Question

I am quite new to redis and try to learn and explore the structure and architecture of redis.

Before version 2.4, there was Virtual Memory option available in redis by which one could swap the lesser used values to the disk, and from the disk whenever needed. Only hotspot data(frequently used) was kept in main memory.

But now as there is no option like Virtual Memory, how does redis deals with the scenario when the maximum space allocated to it gets filled up fully ?

How it removes data from the main memory, using which algorithm/process ? Can we write the data which is rarely used to disk without using Virtual Memory ?

Was it helpful?

Solution

Redis respects the maxmemory configuration directive. When set to 0 (the default), Redis will try to allocate as much memory as needed. Once it over does it, the OS will kill it.

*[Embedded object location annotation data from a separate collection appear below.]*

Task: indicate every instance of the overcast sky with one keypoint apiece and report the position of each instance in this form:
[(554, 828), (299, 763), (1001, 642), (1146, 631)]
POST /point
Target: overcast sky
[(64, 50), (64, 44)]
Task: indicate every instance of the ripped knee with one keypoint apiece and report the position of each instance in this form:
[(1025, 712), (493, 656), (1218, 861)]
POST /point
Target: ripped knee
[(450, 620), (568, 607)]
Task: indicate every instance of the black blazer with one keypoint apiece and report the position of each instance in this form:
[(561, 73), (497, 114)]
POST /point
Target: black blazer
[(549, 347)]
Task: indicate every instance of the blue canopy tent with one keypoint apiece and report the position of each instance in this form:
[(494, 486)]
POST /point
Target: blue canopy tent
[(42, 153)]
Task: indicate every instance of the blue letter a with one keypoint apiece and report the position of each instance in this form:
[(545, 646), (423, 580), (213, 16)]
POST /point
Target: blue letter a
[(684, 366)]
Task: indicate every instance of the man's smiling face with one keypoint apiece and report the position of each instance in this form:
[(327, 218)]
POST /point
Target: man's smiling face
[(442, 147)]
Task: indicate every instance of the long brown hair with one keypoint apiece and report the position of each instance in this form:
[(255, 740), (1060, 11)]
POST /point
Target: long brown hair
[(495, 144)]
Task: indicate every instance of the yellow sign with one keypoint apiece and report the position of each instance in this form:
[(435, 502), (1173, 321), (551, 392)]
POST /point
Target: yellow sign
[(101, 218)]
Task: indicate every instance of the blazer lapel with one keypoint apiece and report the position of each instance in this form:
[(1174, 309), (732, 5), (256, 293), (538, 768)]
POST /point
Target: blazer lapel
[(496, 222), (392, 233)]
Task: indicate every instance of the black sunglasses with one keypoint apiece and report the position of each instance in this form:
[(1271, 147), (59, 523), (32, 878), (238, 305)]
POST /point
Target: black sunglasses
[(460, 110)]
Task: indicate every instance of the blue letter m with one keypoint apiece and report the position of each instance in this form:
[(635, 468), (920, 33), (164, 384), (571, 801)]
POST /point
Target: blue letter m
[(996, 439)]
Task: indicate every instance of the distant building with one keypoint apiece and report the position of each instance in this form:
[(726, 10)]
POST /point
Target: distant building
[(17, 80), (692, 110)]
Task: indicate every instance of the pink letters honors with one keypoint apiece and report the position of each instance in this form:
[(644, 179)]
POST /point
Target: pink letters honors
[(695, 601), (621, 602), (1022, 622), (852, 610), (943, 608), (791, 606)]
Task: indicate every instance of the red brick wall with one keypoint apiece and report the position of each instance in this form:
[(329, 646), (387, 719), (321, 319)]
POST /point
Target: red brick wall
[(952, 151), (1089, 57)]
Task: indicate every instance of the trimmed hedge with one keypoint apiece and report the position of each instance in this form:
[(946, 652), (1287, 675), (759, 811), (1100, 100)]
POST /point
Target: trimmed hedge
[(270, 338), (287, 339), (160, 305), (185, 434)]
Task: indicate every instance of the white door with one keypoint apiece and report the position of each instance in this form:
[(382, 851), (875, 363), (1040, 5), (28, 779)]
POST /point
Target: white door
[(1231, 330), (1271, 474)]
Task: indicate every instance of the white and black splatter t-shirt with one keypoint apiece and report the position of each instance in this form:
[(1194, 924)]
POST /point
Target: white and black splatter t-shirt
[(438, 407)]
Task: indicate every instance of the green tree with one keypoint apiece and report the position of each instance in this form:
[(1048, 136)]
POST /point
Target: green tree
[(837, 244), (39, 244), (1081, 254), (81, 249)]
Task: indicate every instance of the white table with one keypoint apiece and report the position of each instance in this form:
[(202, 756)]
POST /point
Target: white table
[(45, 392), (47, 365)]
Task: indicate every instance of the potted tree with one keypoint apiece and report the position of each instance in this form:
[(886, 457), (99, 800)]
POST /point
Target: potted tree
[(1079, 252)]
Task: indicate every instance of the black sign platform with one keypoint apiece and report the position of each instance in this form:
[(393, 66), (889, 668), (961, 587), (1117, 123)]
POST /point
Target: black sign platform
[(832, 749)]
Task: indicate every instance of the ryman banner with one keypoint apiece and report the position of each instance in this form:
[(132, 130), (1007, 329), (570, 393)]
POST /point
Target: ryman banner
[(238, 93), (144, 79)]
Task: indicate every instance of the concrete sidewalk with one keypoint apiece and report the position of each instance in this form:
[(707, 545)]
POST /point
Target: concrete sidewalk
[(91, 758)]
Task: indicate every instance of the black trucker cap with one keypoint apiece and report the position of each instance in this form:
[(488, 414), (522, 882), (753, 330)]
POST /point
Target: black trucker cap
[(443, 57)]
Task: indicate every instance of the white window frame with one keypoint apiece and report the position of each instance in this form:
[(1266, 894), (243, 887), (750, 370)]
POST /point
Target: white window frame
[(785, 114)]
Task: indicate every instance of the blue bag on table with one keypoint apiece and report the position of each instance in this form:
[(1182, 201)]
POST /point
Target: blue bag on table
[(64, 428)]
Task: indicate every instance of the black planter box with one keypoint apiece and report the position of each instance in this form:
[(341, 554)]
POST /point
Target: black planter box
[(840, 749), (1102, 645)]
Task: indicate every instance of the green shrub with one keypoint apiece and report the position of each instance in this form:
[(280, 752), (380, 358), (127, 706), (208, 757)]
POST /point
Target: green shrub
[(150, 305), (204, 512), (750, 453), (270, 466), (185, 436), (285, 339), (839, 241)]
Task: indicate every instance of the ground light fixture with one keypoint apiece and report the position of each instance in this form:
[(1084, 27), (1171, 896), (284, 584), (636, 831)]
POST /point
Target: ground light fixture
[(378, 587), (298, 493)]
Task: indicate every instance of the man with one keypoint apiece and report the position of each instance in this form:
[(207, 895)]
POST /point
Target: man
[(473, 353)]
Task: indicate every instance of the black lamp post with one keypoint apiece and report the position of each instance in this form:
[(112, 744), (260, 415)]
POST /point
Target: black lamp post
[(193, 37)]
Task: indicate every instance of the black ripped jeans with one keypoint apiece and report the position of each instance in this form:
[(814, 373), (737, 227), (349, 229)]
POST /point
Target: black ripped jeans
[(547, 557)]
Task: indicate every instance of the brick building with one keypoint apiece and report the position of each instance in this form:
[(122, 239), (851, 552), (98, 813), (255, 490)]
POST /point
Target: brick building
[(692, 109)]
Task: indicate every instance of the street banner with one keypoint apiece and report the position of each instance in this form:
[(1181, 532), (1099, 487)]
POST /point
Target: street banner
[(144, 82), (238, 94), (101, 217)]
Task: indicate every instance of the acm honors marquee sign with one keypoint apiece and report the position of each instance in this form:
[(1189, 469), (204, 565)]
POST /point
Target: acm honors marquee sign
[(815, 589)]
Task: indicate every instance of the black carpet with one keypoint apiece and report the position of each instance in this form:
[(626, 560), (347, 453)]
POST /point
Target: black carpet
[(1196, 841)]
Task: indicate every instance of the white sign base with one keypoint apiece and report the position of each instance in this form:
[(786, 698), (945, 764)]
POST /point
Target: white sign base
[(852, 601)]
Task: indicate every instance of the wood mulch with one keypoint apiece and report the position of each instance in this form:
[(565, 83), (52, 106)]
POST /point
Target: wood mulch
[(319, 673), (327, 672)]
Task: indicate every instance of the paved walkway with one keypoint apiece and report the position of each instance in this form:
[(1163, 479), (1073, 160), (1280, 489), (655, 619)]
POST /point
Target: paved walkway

Setting maxmemory to any positive value limits the amount of RAM that Redis will consume for data. When you reach the limit, Redis' behavior will depend on the maxmemory-policy configuration setting. The following is taken from the default redis.conf file and details the different evictions policies:

volatile-lru -> Evict using approximated LRU among the keys with an expire set.
allkeys-lru -> Evict any key using approximated LRU.
volatile-lfu -> Evict using approximated LFU among the keys with an expire set.
allkeys-lfu -> Evict any key using approximated LFU.
volatile-random -> Remove a random key among the ones with an expire set.
allkeys-random -> Remove a random key, any key.
volatile-ttl -> Remove the key with the nearest expire time (minor TTL)
noeviction -> Don't evict anything, just return an error on write operations.